This creative idea is full of meaning and captures the family’s sacramental life.

A trained architect, keen photographer, military wife, and more recently, a communications officer, Bérengère found herself in a quandary: what to do with her wedding dress?

The mom of five had never been a natural hoarder and didn’t see the point in stuffing her wedding dress into a storage box to place in the garage. The idea of turning it into a cocktail dress didn’t exactly appeal to her, as she wanted to transform it into something meaningful. So, taking into account that the wedding dress is a symbol of purity, when her first child was born in 2004, she decided to make a baptism robe.

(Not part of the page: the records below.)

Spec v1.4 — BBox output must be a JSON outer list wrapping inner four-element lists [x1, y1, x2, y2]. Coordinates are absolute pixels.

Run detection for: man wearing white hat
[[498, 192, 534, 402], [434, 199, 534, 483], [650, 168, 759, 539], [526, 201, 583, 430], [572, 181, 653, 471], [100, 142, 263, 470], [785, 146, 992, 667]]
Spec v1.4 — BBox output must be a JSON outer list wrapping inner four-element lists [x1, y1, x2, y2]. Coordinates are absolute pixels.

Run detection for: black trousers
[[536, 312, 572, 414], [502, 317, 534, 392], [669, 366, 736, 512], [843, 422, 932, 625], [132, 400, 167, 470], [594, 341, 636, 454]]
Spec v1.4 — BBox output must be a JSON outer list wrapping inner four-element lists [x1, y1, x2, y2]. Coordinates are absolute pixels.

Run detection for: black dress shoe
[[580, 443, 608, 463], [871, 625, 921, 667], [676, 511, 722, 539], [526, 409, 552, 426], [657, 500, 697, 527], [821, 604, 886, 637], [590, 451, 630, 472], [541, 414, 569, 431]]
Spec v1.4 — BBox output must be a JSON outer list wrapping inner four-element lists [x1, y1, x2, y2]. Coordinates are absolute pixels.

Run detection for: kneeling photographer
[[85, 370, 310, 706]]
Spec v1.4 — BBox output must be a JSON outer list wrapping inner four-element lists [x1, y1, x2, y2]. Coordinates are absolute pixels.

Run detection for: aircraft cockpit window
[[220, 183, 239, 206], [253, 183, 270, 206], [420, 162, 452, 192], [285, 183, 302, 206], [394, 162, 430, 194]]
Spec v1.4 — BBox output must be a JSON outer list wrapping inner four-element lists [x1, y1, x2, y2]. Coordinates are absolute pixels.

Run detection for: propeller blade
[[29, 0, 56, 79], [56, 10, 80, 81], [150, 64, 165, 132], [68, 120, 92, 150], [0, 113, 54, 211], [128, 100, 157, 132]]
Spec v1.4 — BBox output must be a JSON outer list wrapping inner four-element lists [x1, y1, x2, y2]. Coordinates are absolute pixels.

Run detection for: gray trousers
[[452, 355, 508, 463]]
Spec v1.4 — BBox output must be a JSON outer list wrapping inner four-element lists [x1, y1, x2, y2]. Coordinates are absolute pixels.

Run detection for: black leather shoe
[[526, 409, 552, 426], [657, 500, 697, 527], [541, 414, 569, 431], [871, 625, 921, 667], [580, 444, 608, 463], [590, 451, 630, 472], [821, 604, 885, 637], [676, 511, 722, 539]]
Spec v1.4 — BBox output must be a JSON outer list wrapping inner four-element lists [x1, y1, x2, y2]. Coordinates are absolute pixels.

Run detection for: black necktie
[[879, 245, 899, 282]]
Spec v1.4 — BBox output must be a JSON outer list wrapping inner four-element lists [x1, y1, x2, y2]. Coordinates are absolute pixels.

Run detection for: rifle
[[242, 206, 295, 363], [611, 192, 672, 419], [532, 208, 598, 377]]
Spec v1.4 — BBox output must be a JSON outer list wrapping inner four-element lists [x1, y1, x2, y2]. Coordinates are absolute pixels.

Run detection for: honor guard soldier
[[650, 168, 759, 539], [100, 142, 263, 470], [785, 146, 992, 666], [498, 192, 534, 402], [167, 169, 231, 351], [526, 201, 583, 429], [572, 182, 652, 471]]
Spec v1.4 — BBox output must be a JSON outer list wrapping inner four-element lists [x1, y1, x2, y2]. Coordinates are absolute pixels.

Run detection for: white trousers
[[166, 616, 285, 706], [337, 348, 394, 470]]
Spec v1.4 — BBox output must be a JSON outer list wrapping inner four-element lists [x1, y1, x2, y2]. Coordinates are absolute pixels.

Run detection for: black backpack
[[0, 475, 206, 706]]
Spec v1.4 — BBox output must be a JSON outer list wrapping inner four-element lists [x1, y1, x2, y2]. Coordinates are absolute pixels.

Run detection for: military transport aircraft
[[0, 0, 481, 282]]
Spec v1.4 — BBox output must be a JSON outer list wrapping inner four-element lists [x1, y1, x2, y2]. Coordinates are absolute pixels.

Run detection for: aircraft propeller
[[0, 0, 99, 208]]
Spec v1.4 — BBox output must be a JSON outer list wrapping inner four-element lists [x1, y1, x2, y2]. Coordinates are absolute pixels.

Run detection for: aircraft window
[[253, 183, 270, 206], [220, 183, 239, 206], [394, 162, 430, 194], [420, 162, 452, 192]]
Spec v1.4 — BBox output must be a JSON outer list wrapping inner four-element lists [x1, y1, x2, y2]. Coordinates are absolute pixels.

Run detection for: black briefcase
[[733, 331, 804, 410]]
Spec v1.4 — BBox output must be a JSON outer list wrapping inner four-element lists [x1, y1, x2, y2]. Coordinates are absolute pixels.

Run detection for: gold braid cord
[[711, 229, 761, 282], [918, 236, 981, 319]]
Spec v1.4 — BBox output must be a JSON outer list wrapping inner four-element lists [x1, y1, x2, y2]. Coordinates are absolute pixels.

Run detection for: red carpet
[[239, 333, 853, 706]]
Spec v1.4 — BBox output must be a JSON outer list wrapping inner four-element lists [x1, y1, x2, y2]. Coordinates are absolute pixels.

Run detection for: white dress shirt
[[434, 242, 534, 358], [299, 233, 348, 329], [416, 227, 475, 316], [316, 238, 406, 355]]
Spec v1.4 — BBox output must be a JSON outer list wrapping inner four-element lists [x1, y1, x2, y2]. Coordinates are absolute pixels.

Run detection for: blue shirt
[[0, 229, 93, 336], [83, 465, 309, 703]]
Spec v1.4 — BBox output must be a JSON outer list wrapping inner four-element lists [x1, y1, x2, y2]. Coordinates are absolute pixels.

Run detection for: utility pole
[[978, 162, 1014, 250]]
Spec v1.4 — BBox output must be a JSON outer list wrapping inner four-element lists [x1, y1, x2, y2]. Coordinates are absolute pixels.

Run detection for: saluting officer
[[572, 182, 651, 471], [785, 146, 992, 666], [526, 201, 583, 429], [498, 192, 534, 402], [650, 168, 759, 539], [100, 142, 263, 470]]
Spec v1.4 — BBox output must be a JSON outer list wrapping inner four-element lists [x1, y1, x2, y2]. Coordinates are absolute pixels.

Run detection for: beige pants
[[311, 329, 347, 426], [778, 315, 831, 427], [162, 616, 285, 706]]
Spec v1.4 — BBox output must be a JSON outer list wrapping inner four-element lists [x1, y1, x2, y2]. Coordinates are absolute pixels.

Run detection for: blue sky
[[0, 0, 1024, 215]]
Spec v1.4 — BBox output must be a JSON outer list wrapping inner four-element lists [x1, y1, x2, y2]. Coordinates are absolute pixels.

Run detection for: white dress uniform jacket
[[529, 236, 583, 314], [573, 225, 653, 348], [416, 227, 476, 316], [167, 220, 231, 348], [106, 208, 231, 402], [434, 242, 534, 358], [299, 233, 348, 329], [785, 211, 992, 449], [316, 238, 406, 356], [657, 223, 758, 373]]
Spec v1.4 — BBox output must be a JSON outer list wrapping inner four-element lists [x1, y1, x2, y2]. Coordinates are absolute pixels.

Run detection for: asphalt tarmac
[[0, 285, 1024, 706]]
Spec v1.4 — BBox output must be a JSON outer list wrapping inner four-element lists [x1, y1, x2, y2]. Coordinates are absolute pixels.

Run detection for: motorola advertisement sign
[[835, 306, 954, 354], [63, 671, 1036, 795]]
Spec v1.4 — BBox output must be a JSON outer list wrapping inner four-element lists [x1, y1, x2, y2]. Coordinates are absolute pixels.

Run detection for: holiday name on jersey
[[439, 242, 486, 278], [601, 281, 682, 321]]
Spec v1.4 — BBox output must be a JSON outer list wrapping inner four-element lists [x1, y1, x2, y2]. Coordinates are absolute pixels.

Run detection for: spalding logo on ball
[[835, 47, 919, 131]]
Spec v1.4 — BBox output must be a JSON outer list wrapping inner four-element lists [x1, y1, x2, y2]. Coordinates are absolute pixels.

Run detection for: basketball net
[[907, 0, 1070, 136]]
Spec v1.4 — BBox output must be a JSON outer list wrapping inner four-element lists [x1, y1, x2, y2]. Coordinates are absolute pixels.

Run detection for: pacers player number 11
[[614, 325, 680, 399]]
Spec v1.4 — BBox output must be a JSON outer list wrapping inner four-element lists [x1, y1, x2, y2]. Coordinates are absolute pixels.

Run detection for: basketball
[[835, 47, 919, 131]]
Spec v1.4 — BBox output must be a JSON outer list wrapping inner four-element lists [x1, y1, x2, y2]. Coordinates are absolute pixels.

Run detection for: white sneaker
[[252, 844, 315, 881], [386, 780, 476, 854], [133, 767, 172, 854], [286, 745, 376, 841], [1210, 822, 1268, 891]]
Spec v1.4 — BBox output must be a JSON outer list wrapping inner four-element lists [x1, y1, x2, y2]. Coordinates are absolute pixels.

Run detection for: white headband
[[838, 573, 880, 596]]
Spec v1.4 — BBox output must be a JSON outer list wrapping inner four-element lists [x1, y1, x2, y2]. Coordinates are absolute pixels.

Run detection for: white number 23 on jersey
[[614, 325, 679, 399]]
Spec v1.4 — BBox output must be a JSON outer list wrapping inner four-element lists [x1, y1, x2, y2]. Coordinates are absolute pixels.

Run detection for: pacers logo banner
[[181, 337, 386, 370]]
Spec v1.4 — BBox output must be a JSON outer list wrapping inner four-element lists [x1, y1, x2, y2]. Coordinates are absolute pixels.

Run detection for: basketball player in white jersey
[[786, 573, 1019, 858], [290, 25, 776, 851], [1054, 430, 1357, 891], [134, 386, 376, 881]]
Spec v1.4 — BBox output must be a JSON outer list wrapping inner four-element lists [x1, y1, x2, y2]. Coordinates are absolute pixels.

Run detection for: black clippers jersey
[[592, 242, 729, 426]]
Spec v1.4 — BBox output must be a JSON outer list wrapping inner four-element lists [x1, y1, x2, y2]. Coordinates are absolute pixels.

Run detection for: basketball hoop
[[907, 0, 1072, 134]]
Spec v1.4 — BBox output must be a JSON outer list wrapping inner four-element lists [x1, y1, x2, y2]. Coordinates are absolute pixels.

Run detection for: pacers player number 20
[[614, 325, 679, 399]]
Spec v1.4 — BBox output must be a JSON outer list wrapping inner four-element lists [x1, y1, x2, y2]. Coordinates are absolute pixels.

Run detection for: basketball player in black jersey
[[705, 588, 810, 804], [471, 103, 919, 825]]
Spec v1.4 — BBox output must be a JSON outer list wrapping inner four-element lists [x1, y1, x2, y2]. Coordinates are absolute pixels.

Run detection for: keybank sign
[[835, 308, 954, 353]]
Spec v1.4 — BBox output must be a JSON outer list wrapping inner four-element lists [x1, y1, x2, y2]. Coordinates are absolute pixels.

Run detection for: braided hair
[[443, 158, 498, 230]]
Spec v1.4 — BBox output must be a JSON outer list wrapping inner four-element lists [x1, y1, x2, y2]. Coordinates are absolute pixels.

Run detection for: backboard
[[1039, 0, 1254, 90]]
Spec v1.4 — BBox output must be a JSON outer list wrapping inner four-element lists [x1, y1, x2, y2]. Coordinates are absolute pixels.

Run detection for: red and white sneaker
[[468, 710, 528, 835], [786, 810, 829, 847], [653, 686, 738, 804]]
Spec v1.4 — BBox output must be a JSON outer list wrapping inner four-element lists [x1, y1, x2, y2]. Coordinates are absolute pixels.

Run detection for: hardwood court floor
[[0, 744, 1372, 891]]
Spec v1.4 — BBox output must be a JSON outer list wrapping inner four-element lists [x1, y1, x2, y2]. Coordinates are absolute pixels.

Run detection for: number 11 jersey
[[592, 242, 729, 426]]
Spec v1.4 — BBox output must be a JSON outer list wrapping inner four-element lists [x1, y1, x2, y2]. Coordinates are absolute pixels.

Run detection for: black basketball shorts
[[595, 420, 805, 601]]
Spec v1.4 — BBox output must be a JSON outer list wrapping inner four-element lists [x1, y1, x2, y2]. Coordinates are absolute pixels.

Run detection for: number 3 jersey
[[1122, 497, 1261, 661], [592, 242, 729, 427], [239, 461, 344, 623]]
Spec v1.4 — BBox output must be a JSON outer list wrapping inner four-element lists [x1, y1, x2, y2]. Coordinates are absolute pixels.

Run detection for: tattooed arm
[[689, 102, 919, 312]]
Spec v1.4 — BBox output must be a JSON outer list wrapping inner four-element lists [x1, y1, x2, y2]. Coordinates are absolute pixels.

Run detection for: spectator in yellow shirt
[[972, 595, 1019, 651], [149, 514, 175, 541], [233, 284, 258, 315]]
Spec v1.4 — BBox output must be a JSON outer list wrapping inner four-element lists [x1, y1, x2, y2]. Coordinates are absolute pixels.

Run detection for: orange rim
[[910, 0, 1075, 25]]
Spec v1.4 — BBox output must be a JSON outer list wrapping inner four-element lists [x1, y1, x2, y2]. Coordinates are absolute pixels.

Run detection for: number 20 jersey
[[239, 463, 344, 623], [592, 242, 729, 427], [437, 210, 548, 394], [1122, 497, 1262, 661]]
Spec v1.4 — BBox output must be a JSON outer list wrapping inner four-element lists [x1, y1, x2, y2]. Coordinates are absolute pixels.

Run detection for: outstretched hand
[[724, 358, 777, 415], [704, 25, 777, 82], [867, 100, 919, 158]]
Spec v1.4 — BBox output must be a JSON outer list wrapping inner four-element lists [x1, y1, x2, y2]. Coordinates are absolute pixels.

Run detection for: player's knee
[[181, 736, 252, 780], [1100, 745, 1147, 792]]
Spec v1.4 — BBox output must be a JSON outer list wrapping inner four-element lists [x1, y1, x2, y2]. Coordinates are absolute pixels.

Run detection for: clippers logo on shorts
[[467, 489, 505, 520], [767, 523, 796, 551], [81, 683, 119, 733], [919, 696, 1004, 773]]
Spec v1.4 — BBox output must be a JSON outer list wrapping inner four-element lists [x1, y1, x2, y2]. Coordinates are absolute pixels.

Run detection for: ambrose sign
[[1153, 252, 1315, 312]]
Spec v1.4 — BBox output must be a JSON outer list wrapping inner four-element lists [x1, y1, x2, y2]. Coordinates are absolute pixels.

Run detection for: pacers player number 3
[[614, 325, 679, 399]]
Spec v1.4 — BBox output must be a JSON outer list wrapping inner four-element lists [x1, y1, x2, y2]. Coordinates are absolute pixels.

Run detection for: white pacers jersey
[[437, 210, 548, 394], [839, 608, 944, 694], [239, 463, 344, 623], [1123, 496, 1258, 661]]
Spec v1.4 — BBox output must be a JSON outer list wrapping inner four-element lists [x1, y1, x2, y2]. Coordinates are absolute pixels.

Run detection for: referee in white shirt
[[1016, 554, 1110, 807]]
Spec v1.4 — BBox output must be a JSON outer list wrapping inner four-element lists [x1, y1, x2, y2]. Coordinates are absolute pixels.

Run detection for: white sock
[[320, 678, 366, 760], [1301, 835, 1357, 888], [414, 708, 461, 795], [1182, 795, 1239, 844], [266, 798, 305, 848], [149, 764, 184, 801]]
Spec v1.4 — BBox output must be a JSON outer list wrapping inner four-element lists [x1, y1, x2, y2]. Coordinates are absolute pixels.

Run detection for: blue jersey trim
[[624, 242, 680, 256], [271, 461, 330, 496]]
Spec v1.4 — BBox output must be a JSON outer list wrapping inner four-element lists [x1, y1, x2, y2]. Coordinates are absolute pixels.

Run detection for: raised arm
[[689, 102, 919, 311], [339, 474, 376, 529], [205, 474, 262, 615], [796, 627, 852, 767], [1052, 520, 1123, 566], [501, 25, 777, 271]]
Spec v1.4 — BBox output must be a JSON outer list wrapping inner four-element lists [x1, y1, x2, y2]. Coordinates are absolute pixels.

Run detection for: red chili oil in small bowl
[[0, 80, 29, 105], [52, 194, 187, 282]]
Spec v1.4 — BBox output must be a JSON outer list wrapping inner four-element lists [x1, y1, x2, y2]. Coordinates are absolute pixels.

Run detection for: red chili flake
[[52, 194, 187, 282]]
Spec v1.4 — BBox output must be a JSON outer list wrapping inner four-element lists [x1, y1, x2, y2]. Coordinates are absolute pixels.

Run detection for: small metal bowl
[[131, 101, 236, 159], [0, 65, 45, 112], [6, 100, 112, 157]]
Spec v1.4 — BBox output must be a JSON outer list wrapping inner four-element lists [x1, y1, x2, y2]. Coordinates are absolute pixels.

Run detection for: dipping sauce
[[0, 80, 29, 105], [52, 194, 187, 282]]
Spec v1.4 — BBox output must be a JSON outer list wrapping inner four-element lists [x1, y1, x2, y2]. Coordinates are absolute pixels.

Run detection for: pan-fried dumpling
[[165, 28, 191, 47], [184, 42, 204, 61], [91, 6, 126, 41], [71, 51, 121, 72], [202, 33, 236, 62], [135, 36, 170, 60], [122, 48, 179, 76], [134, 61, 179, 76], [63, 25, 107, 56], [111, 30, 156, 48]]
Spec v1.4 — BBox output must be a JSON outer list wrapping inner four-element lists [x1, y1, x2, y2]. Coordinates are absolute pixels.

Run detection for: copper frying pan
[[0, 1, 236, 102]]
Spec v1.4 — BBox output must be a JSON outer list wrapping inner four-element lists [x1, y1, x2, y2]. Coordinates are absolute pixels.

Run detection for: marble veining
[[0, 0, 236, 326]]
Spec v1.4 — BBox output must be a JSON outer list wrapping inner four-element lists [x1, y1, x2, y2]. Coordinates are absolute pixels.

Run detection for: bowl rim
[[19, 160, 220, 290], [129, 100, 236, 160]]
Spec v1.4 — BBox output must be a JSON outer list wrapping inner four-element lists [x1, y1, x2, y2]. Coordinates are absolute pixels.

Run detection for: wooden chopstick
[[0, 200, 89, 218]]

Cleverly using some seamstress skills, she cut the length of the white cotton skirt to make a cape. She reduced the size of the waist around the box pleats to make a collar, then assembled a Peter Pan collar and an outer collar stand thanks to piping salvaged from the initial dress. She left two holes for the arms, and presto! From a practical point of view the cape is adapted perfectly for baptisms as it is easy to pull on, contrary to the intricate lace dresses of our grandmothers that necessitated a certain degree of agility and time.

@ Bérengère H
Baptismal robe of Bérengère’s children

A robe full of meaning

For Bérengère, the symbolism of this gown means the most because it “bears the sacramental life of the whole family.” It marks the link between her and her husband’s marriage and the baptisms of their five children — with each of their names and the dates of their baptism embroidered in different colors on the hem of the cape. Not only is it a way to keep track of these unique sacraments, it’s a way to give another meaning to the white dress without spoiling its original identity.

This amazing idea is a great way to combine a thrifty, practical attitude with the profound theology of the sacraments. Not all of us have the skills to do something like this on our own, but we can all look for ways in which we can make meaningful connections between the sacraments we receive and the way we pass on the faith to future generations.